Bridging Formal Models – An Engineering Perspective

Frank Stappers

Promotores: prof.dr.ir. J.F. Groote (TU/e) and prof.dr. M.G.J. van den Brand (TU/e)
Co-promotor: dr. M.A. Reniers (TU/e)
Technische Universiteit Eindhoven
Date: 8 November, 2012.

Summary

The thesis presents different techniques that can be used to build formal behavioral models. If modal properties are formulated, the models can be subjected to verification techniques to determine whether a odel possesses the desired properties. However many native environments do not facilitate tools or techniques to verify them. Hence, these models need to be transformed into other models that provide suitable techniques for a formal analysis. The transformations are classified into two engineering approaches, namely syntactically engineered models and semantically engineered models. Syntactically engineered models are constructed from input specifications without explicitly considering the semantics. Semantically engineered models are constructed from input specifications by explicitly considering the semantics.

The syntactic engineering approach presents four dedicated modeling techniques that construct or disseminate verification results for formal models.

The first modeling technique describes a way to create models from system descriptions that specify concurrent behavior. Here, we model three variations of a 2×2 switch, for which the models are subsequently compared to models created in the specification languages: TLA+, Bluespec, Statecharts, and ACP. The comparison validates that mCRL2 is a suitable specification language to model descriptions or specify the behavior for prototype systems.

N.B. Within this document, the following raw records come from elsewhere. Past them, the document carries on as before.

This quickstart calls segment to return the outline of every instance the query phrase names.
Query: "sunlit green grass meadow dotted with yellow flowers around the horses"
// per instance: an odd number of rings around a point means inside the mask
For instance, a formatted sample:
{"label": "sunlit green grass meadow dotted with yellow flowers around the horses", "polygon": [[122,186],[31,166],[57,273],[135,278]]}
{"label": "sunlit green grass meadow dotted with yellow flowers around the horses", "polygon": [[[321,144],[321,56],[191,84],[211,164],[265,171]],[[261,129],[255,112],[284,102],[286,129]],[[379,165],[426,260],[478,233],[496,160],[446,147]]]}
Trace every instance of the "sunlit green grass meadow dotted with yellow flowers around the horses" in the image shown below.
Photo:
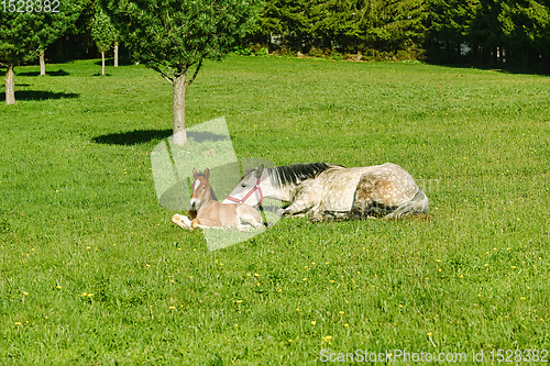
{"label": "sunlit green grass meadow dotted with yellow flowers around the horses", "polygon": [[207,63],[189,126],[224,115],[239,157],[276,165],[398,164],[432,215],[284,218],[209,252],[156,199],[150,153],[170,135],[169,85],[143,66],[95,76],[97,60],[37,70],[15,69],[16,106],[0,87],[1,365],[310,365],[321,350],[468,363],[483,351],[488,363],[493,350],[550,351],[548,77]]}

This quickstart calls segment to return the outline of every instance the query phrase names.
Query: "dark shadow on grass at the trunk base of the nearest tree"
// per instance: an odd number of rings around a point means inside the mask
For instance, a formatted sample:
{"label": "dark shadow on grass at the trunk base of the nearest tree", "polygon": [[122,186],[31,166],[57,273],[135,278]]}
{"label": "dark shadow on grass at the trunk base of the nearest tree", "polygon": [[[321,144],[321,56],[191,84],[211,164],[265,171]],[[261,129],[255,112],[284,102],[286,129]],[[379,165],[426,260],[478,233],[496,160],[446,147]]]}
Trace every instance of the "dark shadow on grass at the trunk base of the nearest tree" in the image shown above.
{"label": "dark shadow on grass at the trunk base of the nearest tree", "polygon": [[[134,130],[121,133],[110,133],[91,138],[97,144],[106,145],[136,145],[145,144],[152,141],[160,141],[172,136],[172,130]],[[187,137],[196,142],[222,141],[229,138],[227,135],[218,135],[211,132],[187,131]]]}

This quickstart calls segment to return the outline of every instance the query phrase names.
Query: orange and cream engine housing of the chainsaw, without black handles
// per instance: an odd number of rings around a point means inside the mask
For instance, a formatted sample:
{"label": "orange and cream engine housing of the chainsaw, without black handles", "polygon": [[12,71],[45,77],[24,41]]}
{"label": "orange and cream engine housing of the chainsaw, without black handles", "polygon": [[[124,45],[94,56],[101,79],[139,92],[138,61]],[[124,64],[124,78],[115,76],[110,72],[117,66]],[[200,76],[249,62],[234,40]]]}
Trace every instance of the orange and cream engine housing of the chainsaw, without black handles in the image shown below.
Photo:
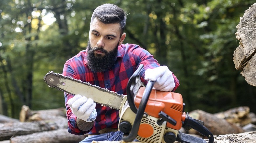
{"label": "orange and cream engine housing of the chainsaw, without black handles", "polygon": [[[134,99],[134,103],[137,108],[141,102],[144,90],[145,87],[140,87]],[[176,124],[173,125],[169,122],[161,121],[162,118],[159,116],[161,111],[166,113],[172,119],[176,120]],[[182,120],[184,121],[185,116],[183,115],[183,99],[181,94],[162,92],[152,89],[147,101],[143,118],[140,121],[136,139],[141,142],[160,143],[166,142],[164,140],[164,136],[171,134],[174,142],[178,134],[178,130],[182,126]],[[121,129],[122,131],[124,128],[127,129],[129,126],[133,126],[135,116],[136,114],[130,109],[129,105],[123,108],[120,115],[118,129]],[[184,118],[182,119],[182,117]],[[128,132],[129,129],[127,133]],[[170,138],[170,136],[168,136],[168,138]]]}

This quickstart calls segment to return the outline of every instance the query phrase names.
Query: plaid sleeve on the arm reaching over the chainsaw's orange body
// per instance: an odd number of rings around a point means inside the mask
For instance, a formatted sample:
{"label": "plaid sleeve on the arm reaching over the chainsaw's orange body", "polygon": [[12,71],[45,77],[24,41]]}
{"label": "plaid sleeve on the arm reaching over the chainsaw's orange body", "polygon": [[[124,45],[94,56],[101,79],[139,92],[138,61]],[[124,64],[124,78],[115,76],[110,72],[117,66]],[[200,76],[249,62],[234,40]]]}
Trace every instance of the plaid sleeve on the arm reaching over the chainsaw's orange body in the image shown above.
{"label": "plaid sleeve on the arm reaching over the chainsaw's orange body", "polygon": [[[128,44],[127,46],[134,46],[133,48],[131,48],[132,50],[130,52],[130,55],[134,57],[135,63],[137,65],[136,69],[139,67],[140,64],[144,65],[140,73],[140,76],[141,76],[141,81],[146,85],[147,81],[145,80],[145,70],[149,68],[152,69],[152,68],[159,67],[160,64],[156,59],[154,59],[152,54],[150,54],[147,50],[141,48],[139,45]],[[175,87],[172,90],[172,92],[174,92],[177,89],[177,87],[180,85],[179,80],[174,74],[173,74],[173,78],[174,78]]]}

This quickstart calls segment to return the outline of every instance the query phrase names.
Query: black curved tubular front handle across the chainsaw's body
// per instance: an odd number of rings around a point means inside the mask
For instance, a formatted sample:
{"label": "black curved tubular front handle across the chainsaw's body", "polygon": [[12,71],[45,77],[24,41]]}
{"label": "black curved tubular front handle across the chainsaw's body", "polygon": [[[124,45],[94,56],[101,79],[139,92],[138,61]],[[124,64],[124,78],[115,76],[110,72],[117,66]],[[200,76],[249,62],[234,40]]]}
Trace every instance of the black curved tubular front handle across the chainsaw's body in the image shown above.
{"label": "black curved tubular front handle across the chainsaw's body", "polygon": [[[139,66],[139,67],[141,67],[141,66]],[[143,66],[142,66],[142,68],[143,68]],[[138,69],[136,71],[138,71]],[[139,71],[140,70],[141,69],[139,69]],[[137,74],[137,73],[135,73],[135,74]],[[134,98],[131,97],[131,95],[127,94],[127,99],[128,99],[128,103],[130,105],[130,108],[131,108],[131,106],[134,106],[134,108],[137,110],[137,112],[136,112],[136,116],[135,116],[135,119],[134,119],[134,123],[133,123],[132,129],[131,129],[131,132],[129,133],[128,136],[123,136],[122,137],[123,141],[132,142],[136,138],[136,135],[137,135],[138,130],[139,130],[140,122],[141,122],[141,119],[143,117],[143,114],[144,114],[144,111],[145,111],[145,108],[146,108],[146,105],[147,105],[147,102],[148,102],[148,99],[149,99],[149,95],[151,93],[151,90],[152,90],[154,84],[155,84],[155,81],[150,81],[150,80],[148,81],[147,86],[146,86],[146,88],[143,92],[138,110],[134,105],[134,100],[133,100]],[[127,86],[127,87],[129,87],[129,86]],[[132,104],[130,104],[131,102],[132,102]]]}

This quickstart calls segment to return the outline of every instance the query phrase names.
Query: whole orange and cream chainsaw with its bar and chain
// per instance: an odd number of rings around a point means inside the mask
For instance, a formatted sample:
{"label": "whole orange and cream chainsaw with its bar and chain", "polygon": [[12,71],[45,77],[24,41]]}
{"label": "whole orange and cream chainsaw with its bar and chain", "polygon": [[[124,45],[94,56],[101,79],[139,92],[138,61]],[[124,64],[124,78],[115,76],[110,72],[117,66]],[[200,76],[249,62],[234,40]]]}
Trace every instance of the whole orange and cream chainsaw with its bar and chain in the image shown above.
{"label": "whole orange and cream chainsaw with its bar and chain", "polygon": [[127,95],[53,71],[44,76],[44,81],[49,87],[74,95],[80,94],[92,98],[102,106],[119,110],[118,130],[123,132],[122,140],[125,142],[132,142],[136,138],[147,143],[206,143],[202,138],[181,133],[179,129],[184,127],[186,130],[195,129],[206,136],[209,143],[213,143],[213,135],[204,126],[204,122],[193,119],[184,112],[185,104],[181,94],[155,90],[155,81],[149,80],[144,86],[139,77],[143,66],[139,65],[130,77]]}

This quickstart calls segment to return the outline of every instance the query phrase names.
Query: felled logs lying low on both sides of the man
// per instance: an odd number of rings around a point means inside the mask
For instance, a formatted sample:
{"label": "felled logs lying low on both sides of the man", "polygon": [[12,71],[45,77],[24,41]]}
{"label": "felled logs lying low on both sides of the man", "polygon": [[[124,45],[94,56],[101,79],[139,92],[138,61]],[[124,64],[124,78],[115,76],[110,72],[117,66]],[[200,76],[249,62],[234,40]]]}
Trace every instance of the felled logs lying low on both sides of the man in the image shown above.
{"label": "felled logs lying low on both sides of the man", "polygon": [[[0,143],[78,143],[87,135],[77,136],[67,131],[65,112],[65,108],[32,111],[27,106],[23,106],[20,120],[1,115]],[[256,132],[248,134],[248,131],[256,130],[254,125],[256,116],[250,113],[250,109],[246,106],[216,114],[194,110],[189,112],[189,116],[205,123],[204,126],[215,135],[215,143],[223,141],[228,143],[232,142],[231,140],[235,142],[241,140],[247,143],[250,143],[252,139],[255,141]],[[250,128],[244,128],[248,125]],[[200,135],[193,129],[183,131],[183,133]]]}

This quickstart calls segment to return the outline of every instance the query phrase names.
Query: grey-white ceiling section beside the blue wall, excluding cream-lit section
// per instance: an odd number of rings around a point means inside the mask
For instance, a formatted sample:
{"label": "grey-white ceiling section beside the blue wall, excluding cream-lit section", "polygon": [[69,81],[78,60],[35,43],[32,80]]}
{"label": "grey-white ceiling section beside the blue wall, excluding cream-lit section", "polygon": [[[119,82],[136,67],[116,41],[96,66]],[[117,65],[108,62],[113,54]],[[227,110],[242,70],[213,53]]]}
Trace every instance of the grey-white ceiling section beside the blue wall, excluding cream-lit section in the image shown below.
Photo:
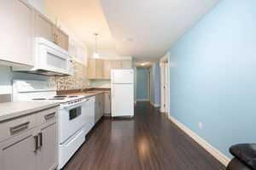
{"label": "grey-white ceiling section beside the blue wall, excluding cream-lit section", "polygon": [[[101,0],[117,50],[150,60],[163,56],[218,0]],[[132,38],[134,41],[123,41]]]}

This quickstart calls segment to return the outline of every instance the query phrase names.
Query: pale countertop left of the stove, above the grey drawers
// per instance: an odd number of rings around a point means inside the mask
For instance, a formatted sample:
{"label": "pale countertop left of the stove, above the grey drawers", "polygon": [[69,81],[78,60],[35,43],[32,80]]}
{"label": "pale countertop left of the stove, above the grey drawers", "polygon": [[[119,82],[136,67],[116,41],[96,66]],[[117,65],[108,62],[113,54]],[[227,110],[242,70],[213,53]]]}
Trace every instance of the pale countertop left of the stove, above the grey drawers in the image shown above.
{"label": "pale countertop left of the stove, above the grey drawers", "polygon": [[8,102],[0,103],[0,122],[18,116],[57,107],[57,102]]}

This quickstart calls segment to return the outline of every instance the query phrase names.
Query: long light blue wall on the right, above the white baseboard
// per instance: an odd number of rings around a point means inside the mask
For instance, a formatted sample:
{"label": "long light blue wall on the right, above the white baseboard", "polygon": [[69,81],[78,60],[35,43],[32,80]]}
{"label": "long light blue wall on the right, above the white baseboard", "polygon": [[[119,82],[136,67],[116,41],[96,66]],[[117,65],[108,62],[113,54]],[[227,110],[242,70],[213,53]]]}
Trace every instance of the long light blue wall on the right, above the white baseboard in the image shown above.
{"label": "long light blue wall on the right, above the white baseboard", "polygon": [[220,1],[169,52],[170,114],[229,157],[255,143],[256,1]]}

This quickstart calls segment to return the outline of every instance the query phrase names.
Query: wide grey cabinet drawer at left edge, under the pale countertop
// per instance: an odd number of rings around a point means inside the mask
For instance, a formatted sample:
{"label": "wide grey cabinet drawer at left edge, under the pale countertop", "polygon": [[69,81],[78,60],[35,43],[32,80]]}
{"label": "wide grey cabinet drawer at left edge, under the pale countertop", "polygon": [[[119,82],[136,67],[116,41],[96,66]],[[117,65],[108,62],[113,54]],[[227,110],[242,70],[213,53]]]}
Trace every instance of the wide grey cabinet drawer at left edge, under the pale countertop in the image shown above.
{"label": "wide grey cabinet drawer at left edge, under the pale countertop", "polygon": [[0,123],[0,142],[9,137],[26,132],[35,126],[36,114],[30,114]]}

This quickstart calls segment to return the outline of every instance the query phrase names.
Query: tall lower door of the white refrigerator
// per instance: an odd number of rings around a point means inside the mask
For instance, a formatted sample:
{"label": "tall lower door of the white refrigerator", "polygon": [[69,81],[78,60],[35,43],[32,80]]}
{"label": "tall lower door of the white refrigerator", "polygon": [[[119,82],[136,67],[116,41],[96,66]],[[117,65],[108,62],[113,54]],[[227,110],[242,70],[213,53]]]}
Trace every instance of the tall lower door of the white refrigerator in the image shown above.
{"label": "tall lower door of the white refrigerator", "polygon": [[133,84],[112,84],[112,116],[134,116]]}

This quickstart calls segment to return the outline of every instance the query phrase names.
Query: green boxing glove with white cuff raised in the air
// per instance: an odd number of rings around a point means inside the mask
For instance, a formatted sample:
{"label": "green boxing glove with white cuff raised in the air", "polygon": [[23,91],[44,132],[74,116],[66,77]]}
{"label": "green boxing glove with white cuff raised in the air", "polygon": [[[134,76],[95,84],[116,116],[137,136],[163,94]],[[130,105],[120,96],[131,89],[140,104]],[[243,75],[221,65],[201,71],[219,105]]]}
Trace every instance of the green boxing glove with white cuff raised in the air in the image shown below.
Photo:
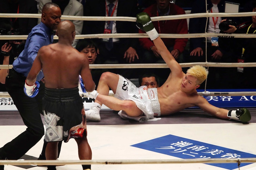
{"label": "green boxing glove with white cuff raised in the air", "polygon": [[145,31],[151,40],[154,40],[159,36],[154,24],[151,21],[151,18],[146,12],[137,14],[136,26]]}

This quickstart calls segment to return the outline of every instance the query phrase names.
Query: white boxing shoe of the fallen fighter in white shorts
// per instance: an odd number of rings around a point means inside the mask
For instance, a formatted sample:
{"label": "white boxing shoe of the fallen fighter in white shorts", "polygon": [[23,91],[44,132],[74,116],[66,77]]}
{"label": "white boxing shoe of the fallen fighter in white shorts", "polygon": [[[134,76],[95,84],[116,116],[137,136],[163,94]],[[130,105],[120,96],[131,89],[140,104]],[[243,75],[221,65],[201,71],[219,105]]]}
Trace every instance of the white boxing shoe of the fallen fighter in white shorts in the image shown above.
{"label": "white boxing shoe of the fallen fighter in white shorts", "polygon": [[92,122],[100,122],[99,110],[101,109],[100,104],[94,103],[91,109],[85,111],[86,120]]}

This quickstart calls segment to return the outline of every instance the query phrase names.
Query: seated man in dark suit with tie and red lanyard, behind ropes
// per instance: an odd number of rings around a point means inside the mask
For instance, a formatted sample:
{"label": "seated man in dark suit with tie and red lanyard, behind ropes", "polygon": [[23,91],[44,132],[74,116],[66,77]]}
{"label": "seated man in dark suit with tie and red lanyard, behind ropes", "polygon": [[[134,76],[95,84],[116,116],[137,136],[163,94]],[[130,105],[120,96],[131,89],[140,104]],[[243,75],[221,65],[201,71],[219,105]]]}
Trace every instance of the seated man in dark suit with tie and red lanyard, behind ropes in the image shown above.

The second syntactic technique constructs an mCRL2 model from a software implementation that operates a printer for printing Printed Circuit Boards. The model is used to advise (other) software engineers on dangerous language constructs in the control software. Hence, the model is model checked for various safety properties. The implementation is modeled through an over-approximation on the behavior by abstracting from program variables, such that only interface calls between processes and non-deterministic choices in procedures remain.

The third modeling technique describes a language transformation from the language Chi 2.0 language to the mCRL2 language. The purpose of the transformation is to facilitate model checking techniques to the discrete part of the Chi 2.0 language. The transformation illustrates that even though the languages reside in the (same) timed discrete event domain, it is not trivial to translate all syntactic notions.

The fourth technique offers a visual solution to disseminate verification result from formal models to different disciplines using native physical designs for industrially sized systems. We demonstrate the dissemination for a practical situation, showing that these solutions add value to the validation and verification of functional behavior.

By applying these modeling techniques, we observe that all techniques require human ingenuity, which can potentially introduce unintended behavior. To reduce the chances of introducing unintended behavior and rule out the human ingenuity effort as much as possible, we propose a semantic engineering approach, that constructs formal models based on the formal semantics of a language.

We first formalize the behavior of an (informal) industrial Domain Specific Language, using a Transition System Specification (TSS). By performing the formalization in a compositional way, we show that it is possible to formalize an industrial language, and that behavioral ambiguities can be resolved when informed choices are made.

The second step describes the transformation of a TSS to a Linear Process Specification (LPS). The transformation is specified for deduction rules that are in deSimone format, including predicates. The LPSs are specified in the syntax of the mCRL2 language, that, with the help of the underlying (higher-order) re-writer/tool-set, can be used for simulation, exhaustive labeled transition system generation and verification of behavioral properties.

The applicability of the approach is finally demonstrated by taking on the formal definition of the (untimed) mCRL2 language. To validate that the implementation corresponds to its formal semantics we directly model the corresponding TSS. Despite its formal characterization, thorough study and broad use in many areas, the approach reveals a number of (subtle) differences between the mCRL2′s intended semantics, the defined semantics and the actual implementation.